None of these physicians expressly ruled out any connection between the miner's presumed impairment and pneumoconiosis. Dr. Sutherland diagnosed pneumoconiosis and did not address the issue of disability. Dr. Spagnolo, a non-examining physician, found that Justus did not have a totally disabling breathing impairment and could perform coal mine employment from a respiratory or pulmonary standpoint. He opined that Justus's underlying heart disease might be responsible for some of his dyspnea and chest pain. These findings, however, merely indicate that the miner's pneumoconiosis was not disabling by itself and that his heart problems may contribute to his symptoms. They do not rule out any connection between the miner's disability and his coal mine employment.

4

Similarly, Dr. Abernathy's finding that Justus should be able to resume work in the mines insofar as his lungs were concerned focuses upon the miner's pulmonary condition in a vacuum and does not rule out the possibility that pneumoconiosis has contributed to some other impairment to disable the miner. We note further that Dr. Abernathy's 1988 report is in conflict with his 1980 report. In 1980, Dr. Abernathy unequivocally diagnosed coal workers' pneumoconiosis.

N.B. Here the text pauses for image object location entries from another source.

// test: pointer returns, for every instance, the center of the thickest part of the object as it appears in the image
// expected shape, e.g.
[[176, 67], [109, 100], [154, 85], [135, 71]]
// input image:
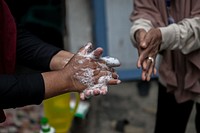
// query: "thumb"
[[85, 50]]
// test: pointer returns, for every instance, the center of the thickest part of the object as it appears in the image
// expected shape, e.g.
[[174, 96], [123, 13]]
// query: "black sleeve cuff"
[[21, 90]]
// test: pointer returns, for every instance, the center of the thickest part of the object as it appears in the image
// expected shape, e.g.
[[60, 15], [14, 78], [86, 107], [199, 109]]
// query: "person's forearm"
[[55, 83], [60, 59], [183, 35]]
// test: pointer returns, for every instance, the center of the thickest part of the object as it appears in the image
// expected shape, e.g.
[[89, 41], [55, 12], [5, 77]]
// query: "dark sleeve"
[[21, 90], [33, 52]]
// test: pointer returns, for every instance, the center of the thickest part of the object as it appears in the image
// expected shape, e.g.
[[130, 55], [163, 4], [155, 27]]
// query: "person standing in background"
[[170, 30]]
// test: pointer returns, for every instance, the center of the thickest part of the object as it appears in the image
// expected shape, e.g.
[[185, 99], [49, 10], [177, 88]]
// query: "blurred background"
[[128, 108]]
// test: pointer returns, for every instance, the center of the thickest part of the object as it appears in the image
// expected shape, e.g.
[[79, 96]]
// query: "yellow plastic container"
[[59, 113]]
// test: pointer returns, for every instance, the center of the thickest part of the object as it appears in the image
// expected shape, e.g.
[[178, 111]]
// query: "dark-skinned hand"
[[150, 47]]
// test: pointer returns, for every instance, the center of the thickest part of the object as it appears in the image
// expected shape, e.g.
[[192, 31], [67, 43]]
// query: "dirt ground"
[[124, 104], [123, 110]]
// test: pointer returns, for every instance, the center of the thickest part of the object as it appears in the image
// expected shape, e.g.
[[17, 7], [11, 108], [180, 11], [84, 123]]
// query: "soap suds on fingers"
[[87, 74]]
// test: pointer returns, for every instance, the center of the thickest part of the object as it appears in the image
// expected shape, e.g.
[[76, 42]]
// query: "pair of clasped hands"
[[148, 45], [90, 74]]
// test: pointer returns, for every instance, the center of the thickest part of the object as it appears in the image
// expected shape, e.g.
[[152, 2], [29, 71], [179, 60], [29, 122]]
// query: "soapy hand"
[[90, 73]]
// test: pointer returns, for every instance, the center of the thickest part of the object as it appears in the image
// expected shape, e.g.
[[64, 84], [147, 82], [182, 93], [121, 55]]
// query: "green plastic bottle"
[[45, 127]]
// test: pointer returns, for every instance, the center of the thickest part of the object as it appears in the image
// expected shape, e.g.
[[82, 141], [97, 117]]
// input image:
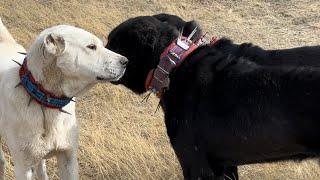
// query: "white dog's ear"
[[54, 44]]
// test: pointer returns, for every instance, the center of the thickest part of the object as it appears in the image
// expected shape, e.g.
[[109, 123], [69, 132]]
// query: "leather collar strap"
[[158, 79], [38, 93]]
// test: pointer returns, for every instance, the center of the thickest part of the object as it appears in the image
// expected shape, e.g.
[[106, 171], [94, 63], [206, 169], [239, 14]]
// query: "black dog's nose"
[[124, 61]]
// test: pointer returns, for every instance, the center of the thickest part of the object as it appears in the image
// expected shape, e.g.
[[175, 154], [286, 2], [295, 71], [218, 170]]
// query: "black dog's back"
[[243, 112], [301, 56]]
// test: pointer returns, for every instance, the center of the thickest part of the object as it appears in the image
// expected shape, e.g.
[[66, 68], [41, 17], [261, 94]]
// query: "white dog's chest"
[[38, 137]]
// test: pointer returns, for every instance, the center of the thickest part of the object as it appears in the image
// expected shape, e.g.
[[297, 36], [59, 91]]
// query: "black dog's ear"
[[189, 27]]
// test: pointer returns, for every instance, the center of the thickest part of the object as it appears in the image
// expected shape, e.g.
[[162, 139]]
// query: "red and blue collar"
[[158, 79], [38, 93]]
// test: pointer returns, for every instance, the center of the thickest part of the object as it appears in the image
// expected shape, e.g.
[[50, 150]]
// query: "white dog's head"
[[73, 57]]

In 1988, however, he found that if the miner did have pneumoconiosis, it was difficult to see on X-ray, and that if the miner did have bronchitis, it was causing him no impairment and was probably due to house or road dust rather than coal dust exposure.

5

While we agree with the Director's position that a showing that the miner suffered from no respiratory or pulmonary impairment could establish rebuttal pursuant to subsection (b)(3), see Oravitz v. Director, Office of Workers' Compensation Programs, 843 F.2d 738 (3d Cir. 1988) (Seitz, J. dissenting); Marcum v. Director, Office of Workers' Compensation Programs, 11 BLR 1-23 (1987), neither the decision of the Board nor the ALJ indicate that they found rebuttal based on a showing that the miner had no impairment. Moreover, Dr. Abernathy is the only physician relied upon by the ALJ who arguably found that the miner had no respiratory or pulmonary impairment, and his report is directly contradicted by the report of Dr. Cardona.

6

We also conclude that the ALJ relied on improper grounds in rejecting Dr. Cardona's findings regarding the etiology of Justus's impairment. Although Dr. Cardona's objective studies produced nonqualifying values, we note that objective studies are not ordinarily diagnostic of the etiology of a miner's impairment. The ALJ also faulted Dr. Cardona's report for failing to account for the miner's heart problems, but the contribution of the miner's heart problems is immaterial so long as pneumoconiosis also played a role in the miner's disability, and Dr. Cardona found the miner's pulmonary impairment to be disabling by itself. Finally, while the ALJ's observation that Dr. Cardona relied upon an exaggerated work history is relevant, we note that this fact is of diminished importance where, as here, the history relied upon was nonetheless very substantial (twentythree years), and where the doctor clearly also relied on the absence of any other logical causative agents based on the miner's work and health history. Dr. Cardona specifically noted that the miner had no other exposure to dusty environments and had never smoked cigarettes.

7

We therefore vacate the decision of the Board and remand the case to the Board for further remand to the ALJ for further consideration consistent with this opinion. If the ALJ should find that subsection (b)(3) is established based on a showing of no impairment, he should analyze the evidence from that perspective. We note the dearth of evidence directly relevant to this issue and that Justus requested, subsequent to the hearing before the ALJ and on appeal to this Court, to submit new medical evidence. The ALJ may therefore find it prudent to reopen the record for the submission of additional medical evidence. We dispense with oral argument since the facts and legal contentions are adequately presented in the materials before the Court and argument would not aid the decisional process.